Besides Black not having a mate to long for at home like his two competitors after the three watched two eagles hold talons in a beautifully photographed freefall (if it was CGI, it was damn good), the other subplot that underpinned Black’s character was his relationship with his father, played by Brian Dennehy- good casting, Black even looks like Dennehy (who no doubt also likes to eat the largest piece of chocolate cake
.
His father’s brush with mortality after a heart attack caused him to embrace his son’s ambition to be the best birder in the world rather than continue to put him down as a “slacker” who at 36 couldn’t keep his marriage together or stay at one job for the rest of his life as he had done.
There was a touching if not saccharin moment btwn them where Black realizes his father is more important to him than chasing the next bird and turns back on a snowy path to look for his father who is toting an oxygen tank and finds him looking at the snowy owl he was chasing. What made it saccharin for me was the CGI owl. Too “ET”.
I also liked the bit where a Brit birder sees the three competitors rushing to catch a glimpse of another bird to add to their Big Year list and says, “Americans, they even have to make birding into a competition”. If I had written the screenplay, I would have had him use the word “Yanks”. It has a more derogatory tone. Seemed like a comment on American vs. British attitudes toward birding.
In some ways the story was typical Hollywood fare, the underdog pitted against the "Champ," ("Rocky" but with birds
, but it was more interesting visually.
The rare birds and the remote vistas, the storms and blizzard and “The Birds” shots of thousands of migrating birds in flight (probably CGI). Lots of “eye candy” in the movie including Rashida Jones from “The Office”.

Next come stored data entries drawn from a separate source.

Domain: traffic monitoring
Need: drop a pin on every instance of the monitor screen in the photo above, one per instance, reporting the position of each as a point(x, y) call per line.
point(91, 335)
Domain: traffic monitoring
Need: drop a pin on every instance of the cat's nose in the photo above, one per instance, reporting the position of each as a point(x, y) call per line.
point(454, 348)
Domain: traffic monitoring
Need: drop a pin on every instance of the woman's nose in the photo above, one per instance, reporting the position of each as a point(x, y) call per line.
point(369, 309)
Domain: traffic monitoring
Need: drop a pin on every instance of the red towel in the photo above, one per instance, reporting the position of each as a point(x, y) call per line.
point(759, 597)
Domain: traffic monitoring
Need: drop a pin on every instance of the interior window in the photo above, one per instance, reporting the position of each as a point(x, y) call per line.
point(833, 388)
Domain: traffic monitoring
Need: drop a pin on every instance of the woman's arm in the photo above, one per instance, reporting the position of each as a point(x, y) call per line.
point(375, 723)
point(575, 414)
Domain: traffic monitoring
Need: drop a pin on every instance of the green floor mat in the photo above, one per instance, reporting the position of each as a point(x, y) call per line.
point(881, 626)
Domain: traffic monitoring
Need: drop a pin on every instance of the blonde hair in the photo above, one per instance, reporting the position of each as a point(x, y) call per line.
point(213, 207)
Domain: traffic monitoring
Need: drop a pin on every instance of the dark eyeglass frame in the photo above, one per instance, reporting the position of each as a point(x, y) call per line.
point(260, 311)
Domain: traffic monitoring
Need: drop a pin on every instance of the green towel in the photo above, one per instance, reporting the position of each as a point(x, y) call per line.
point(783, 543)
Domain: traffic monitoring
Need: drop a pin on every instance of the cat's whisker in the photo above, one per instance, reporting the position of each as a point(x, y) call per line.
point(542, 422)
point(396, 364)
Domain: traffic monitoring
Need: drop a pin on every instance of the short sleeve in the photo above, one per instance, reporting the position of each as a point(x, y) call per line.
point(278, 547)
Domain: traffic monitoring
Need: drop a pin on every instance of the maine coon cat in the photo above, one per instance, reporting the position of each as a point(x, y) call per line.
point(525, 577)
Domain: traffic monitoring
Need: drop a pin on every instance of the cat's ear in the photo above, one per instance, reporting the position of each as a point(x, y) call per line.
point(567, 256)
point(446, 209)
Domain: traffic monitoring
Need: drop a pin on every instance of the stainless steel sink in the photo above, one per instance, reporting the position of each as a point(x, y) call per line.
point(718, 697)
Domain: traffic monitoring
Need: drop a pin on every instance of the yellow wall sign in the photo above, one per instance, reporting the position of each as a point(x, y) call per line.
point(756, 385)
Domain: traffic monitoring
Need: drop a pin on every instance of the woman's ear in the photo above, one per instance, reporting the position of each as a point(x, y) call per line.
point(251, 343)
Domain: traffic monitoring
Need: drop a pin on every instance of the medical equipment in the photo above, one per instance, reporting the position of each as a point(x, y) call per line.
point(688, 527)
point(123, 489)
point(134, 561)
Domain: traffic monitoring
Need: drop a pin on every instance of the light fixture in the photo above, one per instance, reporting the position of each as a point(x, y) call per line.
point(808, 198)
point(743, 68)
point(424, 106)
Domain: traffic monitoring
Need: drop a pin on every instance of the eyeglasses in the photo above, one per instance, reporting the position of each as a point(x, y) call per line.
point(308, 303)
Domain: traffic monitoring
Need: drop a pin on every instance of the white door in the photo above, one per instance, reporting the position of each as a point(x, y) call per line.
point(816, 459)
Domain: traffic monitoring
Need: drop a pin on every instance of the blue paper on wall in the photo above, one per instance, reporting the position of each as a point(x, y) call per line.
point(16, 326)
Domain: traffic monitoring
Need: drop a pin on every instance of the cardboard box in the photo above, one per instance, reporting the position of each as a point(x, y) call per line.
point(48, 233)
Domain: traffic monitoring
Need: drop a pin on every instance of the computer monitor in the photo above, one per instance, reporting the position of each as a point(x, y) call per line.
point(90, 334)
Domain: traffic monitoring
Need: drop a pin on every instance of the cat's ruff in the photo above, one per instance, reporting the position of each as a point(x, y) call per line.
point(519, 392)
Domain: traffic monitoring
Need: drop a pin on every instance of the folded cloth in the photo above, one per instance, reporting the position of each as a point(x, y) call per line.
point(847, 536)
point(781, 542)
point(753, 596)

I can imagine how a non-birder might see this (if indeed any will see it as Bob suspects won’t happen) and might think all birders are cuckoos, but are they any different than those who “live to hunt” like a former neighbor who spent every free moment out in the woods tracking deer (even analyzing their feces) and target practicing?
Or how about gamers who have to get the latest X-box version and latest game out? Or amateur astronomers who drive to remote locations and stay up all night to do Messier Marathons? Or stamp collectors who if they had the money would pay $825,000 for an “Inverted Jenny”?
I don’t have the wherewithal, ambition, or skill to go for a “Big Year,” but the movie did boost my interest in birding or at least in “birdwatching”. As I learned in the movie, you don’t call a serious amateur a “birdwatcher”.
The “Big Sit” earlier this month also sparked my interest. When I left I told the group that what I had learned was that the ability to recognize bird calls was as important as learning to visually identify the birds.
Contrary to the movie, the Big Sit made me realize that a scope is not an option but an essential tool if you want to get serious about keeping a Life List.
Birds are tiny creatures and 8x or even 10x doesn’t always cut it for making an ID or for seeing satisfying detail of birds of prey riding the thermals on the ridges or small, shy birds who won’t let you get close (unlike that friendly CGI Snowy Owl) and force you to traipse for miles through the woods to see them with binoculars. Too much work for me. I’ll leave that to Bostick, Harris and Preissler.